At any rate, these clothes are gorgeous as usual. The dresses and skirts are so beautiful and the fabrics look incredible as well. Everything looks extremely comfortable and the fabrics, delicate or not, drape wonderfully. The trousers are all cut to perfection and I love the color palette for spring as well.

Sunday, December 7, 2008

Yohji Yamamoto Spring 2003


One of my favorite collections, this Spring 2003 offering of his was definitely one to remember. As he often does, this collection is a bit of a culmination of past techniques (and retrospectively speaking – future ones too) but it is still pretty stand-out, in my opinion. It is really refined and incredibly directional. I always seem to fall for his very narrowly conceptual collections over the varied ones, I’ve noticed, although they’re all delicious.

First of all, I love collars… and this collection has all sorts and they’re either perfectly understated or brilliantly – and in the most effortless of manners – exaggerated. The overall silhouette is a comfortable one but, much like Spring 2009, has a ton of femininity sprinkled throughout the androgynous feel. Another thing I enjoy about this collection is the use of transparency as it’s very subtle yet makes it’s presence in really lovely places; he’s always quite good at the voluminous transparency but I think the way it’s used in an understated manner here is really nice.

As is no surprise, I also am a huge fan of the styling here, and think some of Tao’s collections are rather reminiscent of it. It’s very clean and straight-forward in it’s presentation, as his shows usually are. I really like the understated but ‘pretty’ aspects of it. The pink lipstick and loose finger wave styling of the hair paired with vintage-inspired headpieces really bring it all full circle.

Tuesday, September 30, 2008

Yohji Yamamoto Spring 2009

Although I adore his autumn shows, Yohji’s spring collections always seem to be my very favorite. There was a lot to live up to after last spring’s show and he definitely came through with this one. The black and white color palette always suits his work perfectly as there’s so much brilliance in each piece, that sometimes adding color is almost a distraction from his amazing work. Pale, haunting makeup on the models do all to enhance the great vibe of this show. Light, thin fabrics make the clothes wonderful for warmer weather and do much for the potential of layering.
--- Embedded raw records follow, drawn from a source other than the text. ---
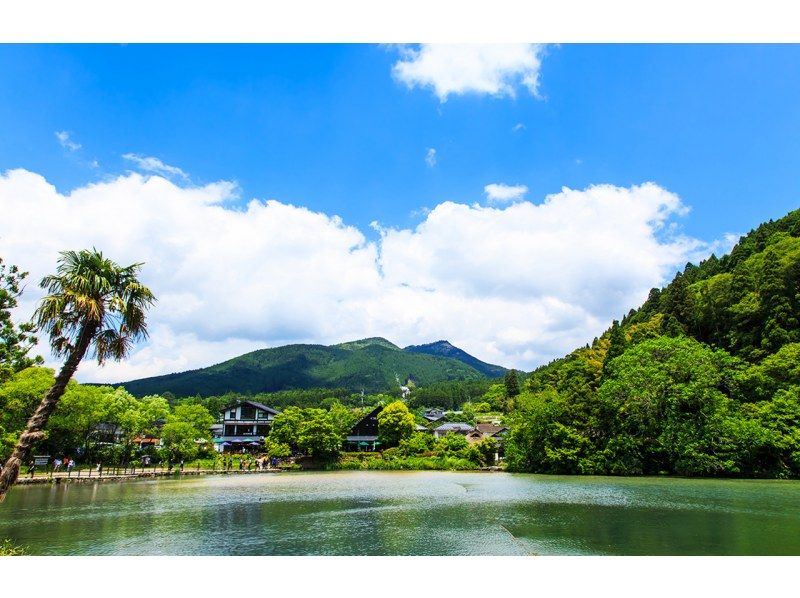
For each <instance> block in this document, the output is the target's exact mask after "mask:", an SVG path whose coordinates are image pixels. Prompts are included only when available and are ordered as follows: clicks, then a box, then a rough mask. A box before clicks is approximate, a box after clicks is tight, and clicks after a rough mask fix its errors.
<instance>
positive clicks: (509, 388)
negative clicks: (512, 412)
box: [504, 370, 519, 398]
mask: <svg viewBox="0 0 800 598" xmlns="http://www.w3.org/2000/svg"><path fill="white" fill-rule="evenodd" d="M504 382H505V385H506V396H507V397H509V398H514V397H515V396H517V395H518V394H519V378H518V377H517V371H516V370H508V371H507V372H506V377H505V380H504Z"/></svg>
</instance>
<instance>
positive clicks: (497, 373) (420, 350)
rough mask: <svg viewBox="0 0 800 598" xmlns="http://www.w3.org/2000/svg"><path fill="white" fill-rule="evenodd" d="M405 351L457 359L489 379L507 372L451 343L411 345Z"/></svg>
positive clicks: (437, 343)
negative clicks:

His flair for asymmetry is always impressive, no matter how many times I see it in his work, it never gets old. He’s got the ability to do it with such class… it never comes close to looking juvenile. The long white dresses are incredible, in theory and in execution; they’re so new, but so Yohji all the same. I don’t even like sunglasses (save for the L’incognitos) but I can’t deny the appeal of these ones he’s used here… they’re really nice in shape and just interesting overall and not to mention they suit his aesthetic perfectly. The belts are also something to be spoken of… whether in an accentual white or in black, they definitely add a subtle but great statement to the looks.